Accordingly, cocoa prices hit a historic record at the end of March when futures prices reached more than $10,000 per ton. According to data from the ICE Futures exchange, cocoa prices have increased 2.4 times since the beginning of the year. Then, at auctions, prices were adjusted slightly to $9,992 per ton. However, this did not improve the situation much and will have consequences for the entire world confectionery market.
The world cocoa shortage has actually been going on for 2 years now and it seems that the situation will not improve by 2024. However, few people expected that cocoa prices would skyrocket.
The 350% price increase in a year and a half has shocked chocolate makers, but has not stopped them from continuing to buy the raw material, said Yaroslav Ostrovsky, head of strategic research at Total Research. The main factors behind this situation are, firstly, the weather conditions on which the harvest depends, and secondly, the fact that cocoa is produced only in certain places and cannot be produced worldwide.
Cocoa prices surged to not only historic records but also unprecedented highs. |
“More than 60% of the world’s cocoa production is concentrated in Ivory Coast and Ghana in Africa, another 15% in South America. West Africa is facing a weak cocoa harvest due to bad weather conditions, which also accelerates the aging of cocoa trees,” said Vladimir Chernov, an analyst at Freedom Finance Global.
The International Cocoa Organization (ICCO) predicts that in 2024, cocoa bean production will be the lowest in 17 years in Ivory Coast and in 13 years in Ghana.
According to Mr. Chernov, in the last trading week of March, world cocoa prices increased sharply amid news of financial problems for cocoa producers in Ghana, the world's second-largest cocoa exporter after Ivory Coast. Due to crop failures, Ghana has not been able to raise loans for cocoa. There are also logistical problems due to difficulties in transportation in the Red Sea.
Meanwhile, futures in London rose as much as 9.6% to an all-time high of £9,477 a tonne. Cocoa is now worth more than some precious metals and is rising faster than Bitcoin.
According to the European Cocoa Association, the volume of cocoa grinds – beans processed by the industry to eventually be turned into chocolate – fell by 2.5% in the first three months of the year compared to the same period last year.
Years of low cocoa prices have left farmers short of cash and unable to invest in improving aging plantations. Bean grinding is used as a gauge of chocolate demand, but analysts and industry insiders say the current figures reflect the difficulty traders, processors and manufacturers have in finding enough beans.
Farmers in Ghana and Ivory Coast have recently been forced to renegotiate contracts with traders to delay deliveries as they face crop disease outbreaks, adverse weather caused by climate change and the El Niño phenomenon.
The cocoa market will be short 374,000 tonnes this season, up from a deficit of 74,000 tonnes last season, according to ICCO. ICCO forecasts that global cocoa stocks at the end of the 2023-2024 season will fall to 1.395 million tonnes, equivalent to 29.2% of the volume of ground cocoa, the lowest level in the past 45 years.
Cocoa prices are expected to remain higher for a long time as crops in West Africa are hit by disease and a series of extreme weather events, leaving the world with a third consecutive supply shortage.
There is still no clarity on the next crop, which starts in the autumn, said Fuad Mohammed Abubakar, head of cocoa marketing company Ghana UK Ltd.
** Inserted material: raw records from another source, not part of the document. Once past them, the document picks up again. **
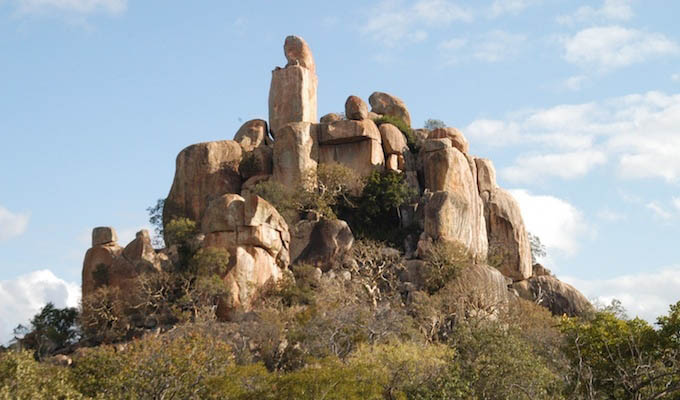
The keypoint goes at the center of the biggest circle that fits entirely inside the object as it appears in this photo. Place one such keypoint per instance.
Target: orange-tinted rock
(386, 104)
(355, 108)
(203, 171)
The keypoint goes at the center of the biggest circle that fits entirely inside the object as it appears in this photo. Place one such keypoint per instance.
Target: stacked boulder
(456, 198)
(109, 264)
(257, 239)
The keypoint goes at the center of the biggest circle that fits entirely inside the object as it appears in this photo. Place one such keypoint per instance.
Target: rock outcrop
(559, 297)
(509, 245)
(321, 243)
(296, 153)
(109, 264)
(203, 171)
(386, 104)
(292, 94)
(453, 211)
(257, 239)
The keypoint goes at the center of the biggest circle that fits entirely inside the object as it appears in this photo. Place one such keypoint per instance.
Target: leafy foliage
(51, 330)
(403, 127)
(432, 124)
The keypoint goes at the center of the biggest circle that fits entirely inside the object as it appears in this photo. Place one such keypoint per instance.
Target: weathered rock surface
(559, 297)
(295, 153)
(141, 253)
(292, 94)
(509, 245)
(259, 161)
(109, 264)
(486, 177)
(98, 268)
(251, 134)
(393, 140)
(355, 108)
(297, 52)
(257, 239)
(203, 171)
(540, 270)
(364, 156)
(454, 211)
(348, 131)
(331, 117)
(103, 235)
(457, 139)
(386, 104)
(327, 242)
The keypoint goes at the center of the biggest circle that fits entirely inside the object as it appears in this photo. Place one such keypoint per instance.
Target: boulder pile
(457, 198)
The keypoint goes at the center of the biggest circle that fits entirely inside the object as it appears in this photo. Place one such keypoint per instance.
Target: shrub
(51, 330)
(377, 212)
(444, 262)
(21, 377)
(403, 127)
(281, 197)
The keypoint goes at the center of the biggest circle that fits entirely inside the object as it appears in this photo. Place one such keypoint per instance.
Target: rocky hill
(453, 197)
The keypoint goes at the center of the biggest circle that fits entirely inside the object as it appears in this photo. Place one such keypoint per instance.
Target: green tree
(51, 330)
(434, 124)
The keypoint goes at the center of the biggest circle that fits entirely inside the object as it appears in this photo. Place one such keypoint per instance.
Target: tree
(537, 248)
(156, 220)
(614, 357)
(432, 124)
(51, 330)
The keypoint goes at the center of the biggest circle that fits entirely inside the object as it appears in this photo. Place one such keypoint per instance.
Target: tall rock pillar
(292, 94)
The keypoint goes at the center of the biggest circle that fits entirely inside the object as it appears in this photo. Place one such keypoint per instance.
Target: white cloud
(74, 6)
(393, 23)
(528, 169)
(658, 210)
(575, 82)
(12, 224)
(560, 226)
(612, 47)
(645, 294)
(676, 203)
(620, 10)
(501, 7)
(640, 132)
(498, 45)
(22, 298)
(610, 215)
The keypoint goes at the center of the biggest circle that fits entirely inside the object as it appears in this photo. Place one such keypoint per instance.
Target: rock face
(203, 171)
(355, 144)
(348, 131)
(355, 108)
(508, 240)
(103, 235)
(393, 140)
(454, 211)
(292, 94)
(257, 239)
(295, 153)
(298, 53)
(251, 134)
(327, 241)
(108, 264)
(559, 297)
(386, 104)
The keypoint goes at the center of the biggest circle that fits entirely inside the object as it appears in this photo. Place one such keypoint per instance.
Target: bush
(443, 262)
(51, 330)
(403, 127)
(21, 377)
(377, 209)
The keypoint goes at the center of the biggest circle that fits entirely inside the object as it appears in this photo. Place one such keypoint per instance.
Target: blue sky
(577, 104)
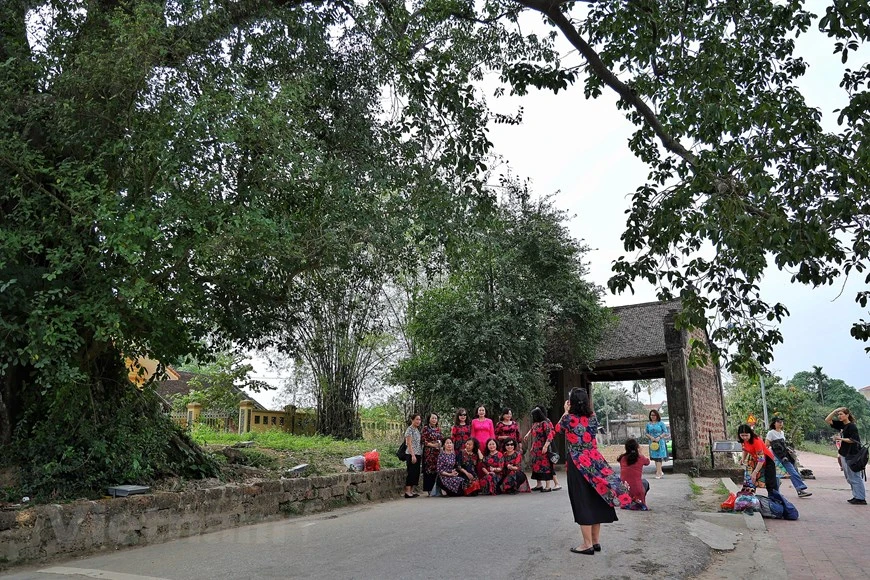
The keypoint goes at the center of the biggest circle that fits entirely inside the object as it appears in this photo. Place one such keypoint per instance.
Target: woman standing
(658, 447)
(449, 479)
(631, 464)
(850, 442)
(542, 433)
(506, 429)
(593, 488)
(461, 431)
(415, 451)
(514, 480)
(760, 458)
(431, 438)
(492, 467)
(482, 428)
(775, 439)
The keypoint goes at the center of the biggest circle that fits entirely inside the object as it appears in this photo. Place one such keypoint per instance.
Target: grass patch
(278, 451)
(820, 448)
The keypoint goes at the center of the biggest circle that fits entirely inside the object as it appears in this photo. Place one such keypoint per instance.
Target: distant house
(177, 383)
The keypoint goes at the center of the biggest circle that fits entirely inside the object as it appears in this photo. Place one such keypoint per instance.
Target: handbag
(858, 460)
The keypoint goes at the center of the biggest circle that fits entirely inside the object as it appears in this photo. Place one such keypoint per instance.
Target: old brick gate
(644, 344)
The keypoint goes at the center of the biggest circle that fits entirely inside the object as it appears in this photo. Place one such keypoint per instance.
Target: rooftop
(638, 333)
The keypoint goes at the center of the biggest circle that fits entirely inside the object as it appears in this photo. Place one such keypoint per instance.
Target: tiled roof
(638, 333)
(170, 388)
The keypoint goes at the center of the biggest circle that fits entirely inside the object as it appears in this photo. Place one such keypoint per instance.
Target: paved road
(523, 536)
(829, 541)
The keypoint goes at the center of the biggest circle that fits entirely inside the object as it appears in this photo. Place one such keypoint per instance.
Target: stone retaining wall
(81, 527)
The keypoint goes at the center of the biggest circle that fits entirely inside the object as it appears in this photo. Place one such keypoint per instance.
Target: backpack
(789, 512)
(782, 451)
(858, 460)
(769, 509)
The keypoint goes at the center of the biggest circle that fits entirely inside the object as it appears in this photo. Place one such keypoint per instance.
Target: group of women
(594, 488)
(478, 456)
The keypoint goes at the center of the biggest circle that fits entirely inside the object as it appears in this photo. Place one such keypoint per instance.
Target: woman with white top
(775, 439)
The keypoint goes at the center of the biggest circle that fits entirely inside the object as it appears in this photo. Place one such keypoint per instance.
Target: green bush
(68, 452)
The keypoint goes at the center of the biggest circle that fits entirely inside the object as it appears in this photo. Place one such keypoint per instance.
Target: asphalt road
(522, 536)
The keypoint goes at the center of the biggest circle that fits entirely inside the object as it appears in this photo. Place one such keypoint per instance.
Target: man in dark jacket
(850, 443)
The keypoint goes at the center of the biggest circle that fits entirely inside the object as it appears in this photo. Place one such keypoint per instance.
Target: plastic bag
(355, 463)
(372, 460)
(746, 503)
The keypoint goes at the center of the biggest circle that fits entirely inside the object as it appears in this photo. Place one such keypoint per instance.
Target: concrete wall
(82, 527)
(695, 400)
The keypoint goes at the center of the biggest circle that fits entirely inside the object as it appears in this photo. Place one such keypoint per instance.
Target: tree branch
(226, 15)
(610, 79)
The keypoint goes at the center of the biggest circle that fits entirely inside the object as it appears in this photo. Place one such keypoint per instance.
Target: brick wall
(48, 531)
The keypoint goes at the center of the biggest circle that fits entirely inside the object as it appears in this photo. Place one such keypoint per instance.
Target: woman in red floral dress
(514, 480)
(461, 431)
(492, 467)
(542, 436)
(593, 487)
(431, 438)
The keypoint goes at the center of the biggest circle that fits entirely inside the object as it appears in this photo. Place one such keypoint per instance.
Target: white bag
(355, 463)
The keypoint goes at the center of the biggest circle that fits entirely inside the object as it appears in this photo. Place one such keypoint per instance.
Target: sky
(578, 150)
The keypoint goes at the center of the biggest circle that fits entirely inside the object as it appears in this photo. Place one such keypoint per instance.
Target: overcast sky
(578, 150)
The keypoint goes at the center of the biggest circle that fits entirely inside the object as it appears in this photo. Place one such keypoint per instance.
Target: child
(631, 464)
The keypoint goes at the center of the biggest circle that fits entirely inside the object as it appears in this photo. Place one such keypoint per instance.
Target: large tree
(512, 307)
(169, 172)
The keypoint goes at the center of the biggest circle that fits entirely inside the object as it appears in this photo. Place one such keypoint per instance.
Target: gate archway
(645, 344)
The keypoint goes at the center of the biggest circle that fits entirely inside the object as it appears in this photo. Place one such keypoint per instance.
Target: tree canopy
(513, 307)
(172, 172)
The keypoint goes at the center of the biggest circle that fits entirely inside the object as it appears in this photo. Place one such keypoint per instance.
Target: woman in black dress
(593, 487)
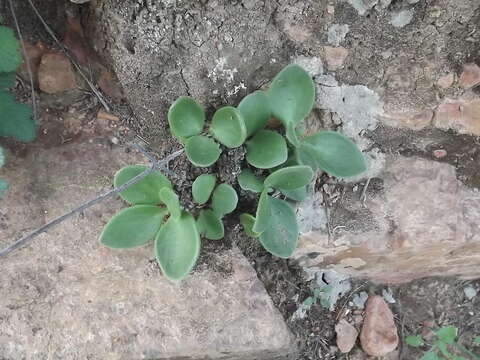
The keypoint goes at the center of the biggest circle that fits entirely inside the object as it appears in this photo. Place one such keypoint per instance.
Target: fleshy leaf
(16, 118)
(202, 188)
(255, 110)
(248, 181)
(289, 178)
(291, 95)
(247, 222)
(169, 198)
(336, 154)
(202, 151)
(228, 127)
(211, 225)
(263, 214)
(177, 246)
(11, 58)
(266, 149)
(186, 118)
(224, 199)
(133, 226)
(7, 80)
(147, 190)
(281, 236)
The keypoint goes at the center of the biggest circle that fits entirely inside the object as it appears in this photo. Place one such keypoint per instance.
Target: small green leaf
(202, 188)
(299, 194)
(7, 80)
(248, 181)
(133, 226)
(169, 198)
(16, 118)
(186, 118)
(147, 190)
(447, 334)
(255, 110)
(336, 154)
(177, 246)
(431, 355)
(266, 149)
(11, 58)
(291, 95)
(289, 178)
(211, 225)
(414, 340)
(224, 199)
(247, 222)
(263, 214)
(281, 236)
(228, 127)
(202, 151)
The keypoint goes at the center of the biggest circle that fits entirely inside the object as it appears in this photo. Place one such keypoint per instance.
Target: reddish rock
(379, 333)
(470, 75)
(346, 336)
(335, 57)
(462, 115)
(55, 74)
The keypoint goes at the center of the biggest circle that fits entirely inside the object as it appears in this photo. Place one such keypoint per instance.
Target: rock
(446, 81)
(470, 76)
(66, 296)
(379, 333)
(346, 336)
(462, 115)
(55, 74)
(335, 57)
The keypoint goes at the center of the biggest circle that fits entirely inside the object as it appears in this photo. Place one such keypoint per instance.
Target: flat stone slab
(64, 296)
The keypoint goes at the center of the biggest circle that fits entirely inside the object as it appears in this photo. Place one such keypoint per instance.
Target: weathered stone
(470, 76)
(422, 223)
(66, 296)
(462, 115)
(346, 336)
(379, 333)
(55, 74)
(335, 57)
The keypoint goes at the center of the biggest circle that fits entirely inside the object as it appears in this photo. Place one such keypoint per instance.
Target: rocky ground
(413, 107)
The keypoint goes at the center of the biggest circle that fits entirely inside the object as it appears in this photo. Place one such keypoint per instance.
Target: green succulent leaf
(248, 181)
(146, 191)
(202, 188)
(177, 246)
(447, 334)
(414, 340)
(255, 110)
(266, 149)
(281, 236)
(7, 80)
(335, 154)
(299, 194)
(289, 178)
(186, 118)
(170, 199)
(16, 118)
(210, 225)
(263, 214)
(202, 151)
(11, 58)
(224, 199)
(133, 226)
(247, 222)
(228, 127)
(291, 95)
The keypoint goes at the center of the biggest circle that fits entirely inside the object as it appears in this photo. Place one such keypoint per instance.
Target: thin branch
(67, 53)
(27, 60)
(155, 165)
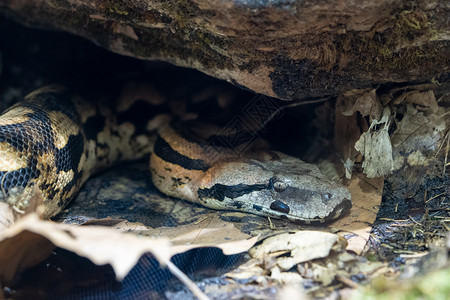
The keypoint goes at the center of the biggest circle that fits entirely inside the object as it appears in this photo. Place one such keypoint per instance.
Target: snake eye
(279, 186)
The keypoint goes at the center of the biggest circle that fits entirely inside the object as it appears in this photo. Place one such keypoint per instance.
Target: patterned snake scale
(53, 141)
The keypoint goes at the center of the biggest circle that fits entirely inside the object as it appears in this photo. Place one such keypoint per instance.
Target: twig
(184, 279)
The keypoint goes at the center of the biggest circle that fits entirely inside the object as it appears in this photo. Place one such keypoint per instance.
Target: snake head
(278, 186)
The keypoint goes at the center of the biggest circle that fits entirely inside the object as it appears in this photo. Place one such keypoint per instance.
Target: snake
(53, 140)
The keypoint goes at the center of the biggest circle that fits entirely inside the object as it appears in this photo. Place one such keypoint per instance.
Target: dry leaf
(425, 99)
(303, 246)
(31, 240)
(375, 146)
(366, 198)
(364, 101)
(35, 238)
(209, 232)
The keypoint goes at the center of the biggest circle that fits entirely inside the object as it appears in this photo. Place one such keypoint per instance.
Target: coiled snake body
(54, 140)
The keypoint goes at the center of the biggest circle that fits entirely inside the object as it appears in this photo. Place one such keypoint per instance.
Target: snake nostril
(280, 206)
(328, 196)
(279, 186)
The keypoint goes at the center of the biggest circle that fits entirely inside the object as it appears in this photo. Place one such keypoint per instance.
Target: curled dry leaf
(426, 99)
(364, 101)
(303, 246)
(31, 240)
(375, 146)
(211, 231)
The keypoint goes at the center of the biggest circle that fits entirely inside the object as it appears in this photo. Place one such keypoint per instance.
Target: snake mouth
(339, 210)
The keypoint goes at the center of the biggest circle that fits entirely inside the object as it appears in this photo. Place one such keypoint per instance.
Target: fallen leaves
(293, 258)
(31, 240)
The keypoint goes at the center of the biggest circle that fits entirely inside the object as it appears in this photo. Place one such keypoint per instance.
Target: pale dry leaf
(292, 291)
(426, 99)
(304, 246)
(251, 268)
(324, 274)
(364, 101)
(375, 146)
(418, 132)
(366, 199)
(285, 277)
(101, 245)
(211, 231)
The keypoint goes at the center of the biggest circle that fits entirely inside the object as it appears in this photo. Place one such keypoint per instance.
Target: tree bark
(288, 49)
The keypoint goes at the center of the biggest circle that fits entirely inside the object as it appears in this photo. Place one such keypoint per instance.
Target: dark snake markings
(53, 141)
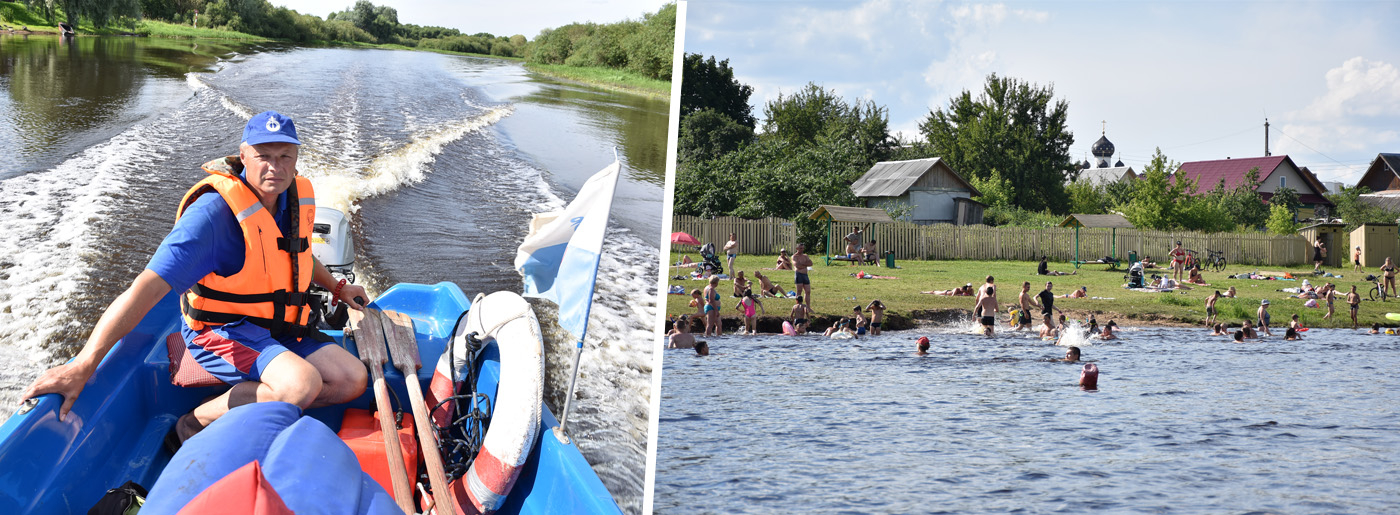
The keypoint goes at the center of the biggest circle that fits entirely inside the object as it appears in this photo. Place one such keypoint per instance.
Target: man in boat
(240, 244)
The challenge for Ivory Coast and Ghana is that no one knows how they will solve their production problems. There will be no supply rescue in the next few months.
Meanwhile, Mr. Darren Stetzer, Vice President of Agricultural and Soft Goods in Asia of Stonex Group (USA) said: The market is currently in crisis due to concerns that there will not be enough cocoa to meet existing long-term contracts; the current risk is that cocoa prices may continue to increase for several more years.